Determination of protease specificity is of crucial importance for understanding protease function. We have developed the first gel‐based label‐free proteomic approach (DIPPS—direct in‐gel profiling ...of protease specificity) that enables quick and reliable determination of protease cleavage specificities under large variety of experimental conditions. The methodology is based on in‐gel digestion of the gel‐separated proteome with the studied protease, enrichment of cleaved peptides by gel extraction, and subsequent mass spectrometry analysis combined with a length‐limited unspecific database search. We applied the methodology to profile ten proteases ranging from highly specific (trypsin, endoproteinase GluC, caspase‐7, and legumain) to broadly specific (matrix‐metalloproteinase‐3, thermolysin, and cathepsins K, L, S, and V). Using DIPPS, we were able to perform specificity profiling of thermolysin at its optimal temperature of 75°C, which confirmed the applicability of the method to extreme experimental conditions. Moreover, DIPPS enabled the first global specificity profiling of legumain at pH as low as 4.0, which revealed a pH‐dependent change in the specificity of this protease, further supporting its broad applicability.
Synopsis
Direct In‐gel Profiling of Protease Specificity (DIPPS) enables quick and reliable determination of protease cleavage specificities under a large variety of experimental conditions, offering an excellent starting point for protease characterization and substrate design.

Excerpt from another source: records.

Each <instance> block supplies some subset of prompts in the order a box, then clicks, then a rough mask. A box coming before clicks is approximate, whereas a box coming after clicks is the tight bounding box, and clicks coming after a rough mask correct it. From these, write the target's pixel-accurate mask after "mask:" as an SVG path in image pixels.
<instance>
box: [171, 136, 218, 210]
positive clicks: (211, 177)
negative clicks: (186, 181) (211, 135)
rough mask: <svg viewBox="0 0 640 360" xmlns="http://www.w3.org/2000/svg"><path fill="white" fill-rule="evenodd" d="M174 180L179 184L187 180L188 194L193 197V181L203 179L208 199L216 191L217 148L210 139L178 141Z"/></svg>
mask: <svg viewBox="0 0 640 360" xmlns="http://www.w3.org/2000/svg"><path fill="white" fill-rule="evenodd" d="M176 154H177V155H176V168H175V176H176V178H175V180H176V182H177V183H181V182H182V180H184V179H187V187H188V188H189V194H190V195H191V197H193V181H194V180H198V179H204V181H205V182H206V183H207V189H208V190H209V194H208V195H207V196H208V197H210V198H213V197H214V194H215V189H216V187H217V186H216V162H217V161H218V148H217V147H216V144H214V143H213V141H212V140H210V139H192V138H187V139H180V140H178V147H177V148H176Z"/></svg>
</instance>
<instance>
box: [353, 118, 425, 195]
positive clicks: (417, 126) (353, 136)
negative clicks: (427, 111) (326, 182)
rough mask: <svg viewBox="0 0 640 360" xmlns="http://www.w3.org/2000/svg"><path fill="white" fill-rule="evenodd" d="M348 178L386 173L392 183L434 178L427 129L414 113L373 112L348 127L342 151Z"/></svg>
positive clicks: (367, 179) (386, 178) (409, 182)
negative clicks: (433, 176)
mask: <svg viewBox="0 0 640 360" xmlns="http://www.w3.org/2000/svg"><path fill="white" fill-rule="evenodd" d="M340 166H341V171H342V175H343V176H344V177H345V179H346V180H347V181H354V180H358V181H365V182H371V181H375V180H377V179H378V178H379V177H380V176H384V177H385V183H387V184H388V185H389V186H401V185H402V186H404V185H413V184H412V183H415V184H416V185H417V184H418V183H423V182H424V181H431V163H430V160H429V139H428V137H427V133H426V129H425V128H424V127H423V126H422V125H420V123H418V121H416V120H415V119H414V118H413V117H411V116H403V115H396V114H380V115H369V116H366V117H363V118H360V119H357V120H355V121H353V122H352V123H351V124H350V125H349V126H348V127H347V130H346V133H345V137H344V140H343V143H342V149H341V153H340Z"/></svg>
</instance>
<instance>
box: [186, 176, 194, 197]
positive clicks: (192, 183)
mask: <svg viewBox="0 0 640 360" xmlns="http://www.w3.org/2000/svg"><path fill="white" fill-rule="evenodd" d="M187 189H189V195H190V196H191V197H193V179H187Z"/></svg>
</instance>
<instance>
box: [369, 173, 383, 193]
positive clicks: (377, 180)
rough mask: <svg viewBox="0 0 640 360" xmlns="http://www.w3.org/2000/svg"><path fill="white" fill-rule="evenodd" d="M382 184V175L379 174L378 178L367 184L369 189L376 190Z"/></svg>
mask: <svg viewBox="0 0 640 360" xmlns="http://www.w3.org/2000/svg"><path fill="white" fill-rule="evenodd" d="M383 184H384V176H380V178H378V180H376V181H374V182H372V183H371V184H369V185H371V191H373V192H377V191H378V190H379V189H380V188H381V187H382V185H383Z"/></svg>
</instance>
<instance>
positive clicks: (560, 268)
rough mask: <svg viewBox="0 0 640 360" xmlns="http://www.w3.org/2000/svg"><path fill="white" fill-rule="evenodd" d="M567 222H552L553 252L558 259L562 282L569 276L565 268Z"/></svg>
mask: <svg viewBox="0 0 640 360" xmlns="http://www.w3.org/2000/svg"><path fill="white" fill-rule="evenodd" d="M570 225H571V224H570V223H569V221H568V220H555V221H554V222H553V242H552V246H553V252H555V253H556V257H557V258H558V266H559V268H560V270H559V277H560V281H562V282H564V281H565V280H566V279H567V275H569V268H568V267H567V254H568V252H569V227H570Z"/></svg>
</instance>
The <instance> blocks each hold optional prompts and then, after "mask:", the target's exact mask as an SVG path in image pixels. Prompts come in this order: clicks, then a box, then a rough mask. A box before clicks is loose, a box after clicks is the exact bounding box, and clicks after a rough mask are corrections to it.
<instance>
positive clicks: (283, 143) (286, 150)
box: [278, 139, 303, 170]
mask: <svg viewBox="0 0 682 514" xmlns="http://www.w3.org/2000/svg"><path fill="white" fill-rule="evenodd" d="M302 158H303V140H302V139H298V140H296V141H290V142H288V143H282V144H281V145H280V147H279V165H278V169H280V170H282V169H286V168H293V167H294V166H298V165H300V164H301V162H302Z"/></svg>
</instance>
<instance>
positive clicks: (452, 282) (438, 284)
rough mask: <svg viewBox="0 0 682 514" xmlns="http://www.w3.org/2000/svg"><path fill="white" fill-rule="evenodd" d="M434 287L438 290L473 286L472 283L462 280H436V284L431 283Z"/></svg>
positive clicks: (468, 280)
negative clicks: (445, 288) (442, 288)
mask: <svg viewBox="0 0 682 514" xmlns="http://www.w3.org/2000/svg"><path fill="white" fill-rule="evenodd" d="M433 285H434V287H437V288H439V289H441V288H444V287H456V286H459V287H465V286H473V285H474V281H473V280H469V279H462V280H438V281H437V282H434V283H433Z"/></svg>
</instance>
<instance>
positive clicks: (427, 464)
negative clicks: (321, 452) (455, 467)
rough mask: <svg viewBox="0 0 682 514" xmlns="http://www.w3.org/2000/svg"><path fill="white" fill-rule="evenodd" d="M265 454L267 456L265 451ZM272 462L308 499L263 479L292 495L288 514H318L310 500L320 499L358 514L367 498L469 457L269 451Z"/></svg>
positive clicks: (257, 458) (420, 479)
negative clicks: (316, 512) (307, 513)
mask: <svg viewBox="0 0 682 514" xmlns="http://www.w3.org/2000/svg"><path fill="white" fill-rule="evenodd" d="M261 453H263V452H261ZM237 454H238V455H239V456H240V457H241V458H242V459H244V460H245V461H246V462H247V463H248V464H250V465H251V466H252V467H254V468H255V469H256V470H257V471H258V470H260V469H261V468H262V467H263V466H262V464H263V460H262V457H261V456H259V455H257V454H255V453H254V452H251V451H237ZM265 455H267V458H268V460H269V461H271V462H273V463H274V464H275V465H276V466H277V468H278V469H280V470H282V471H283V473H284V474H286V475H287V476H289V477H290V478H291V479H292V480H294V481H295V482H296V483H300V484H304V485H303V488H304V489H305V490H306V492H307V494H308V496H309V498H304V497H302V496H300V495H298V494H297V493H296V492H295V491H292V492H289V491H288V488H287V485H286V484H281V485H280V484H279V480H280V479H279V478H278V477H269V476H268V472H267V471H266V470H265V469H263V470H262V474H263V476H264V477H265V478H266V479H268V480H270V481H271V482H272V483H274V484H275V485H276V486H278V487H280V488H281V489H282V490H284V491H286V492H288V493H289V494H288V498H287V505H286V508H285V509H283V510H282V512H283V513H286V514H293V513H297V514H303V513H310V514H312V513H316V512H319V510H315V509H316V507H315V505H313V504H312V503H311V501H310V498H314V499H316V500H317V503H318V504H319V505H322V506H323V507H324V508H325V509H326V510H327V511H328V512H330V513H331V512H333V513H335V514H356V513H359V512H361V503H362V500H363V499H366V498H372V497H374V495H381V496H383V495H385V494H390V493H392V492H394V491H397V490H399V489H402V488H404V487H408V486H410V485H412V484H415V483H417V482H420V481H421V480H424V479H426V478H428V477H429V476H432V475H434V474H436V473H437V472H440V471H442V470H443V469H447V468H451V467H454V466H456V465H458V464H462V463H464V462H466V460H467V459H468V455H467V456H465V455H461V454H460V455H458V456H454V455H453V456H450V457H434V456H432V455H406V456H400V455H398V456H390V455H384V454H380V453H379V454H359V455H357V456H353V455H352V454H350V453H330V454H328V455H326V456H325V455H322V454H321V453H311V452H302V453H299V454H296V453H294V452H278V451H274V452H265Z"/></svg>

Gel‐based, label‐free whole‐proteome degradomics provides an easy‐to‐use approach applicable under a broad range of assay conditions.
DIPPS validation on 10 distinct proteases from three major mechanistic classes shows an excellent correlation with published protease specificities, without observable experimental biases.
DIPPS profiling of legumain reveals a pH‐dependent specificity switch between Asn and Asn/Asp cleavage specificity.
Direct In‐gel Profiling of Protease Specificity (DIPPS) under a large variety of experimental conditions offers a quick and reliable starting point for protease functional characterization and substrate design.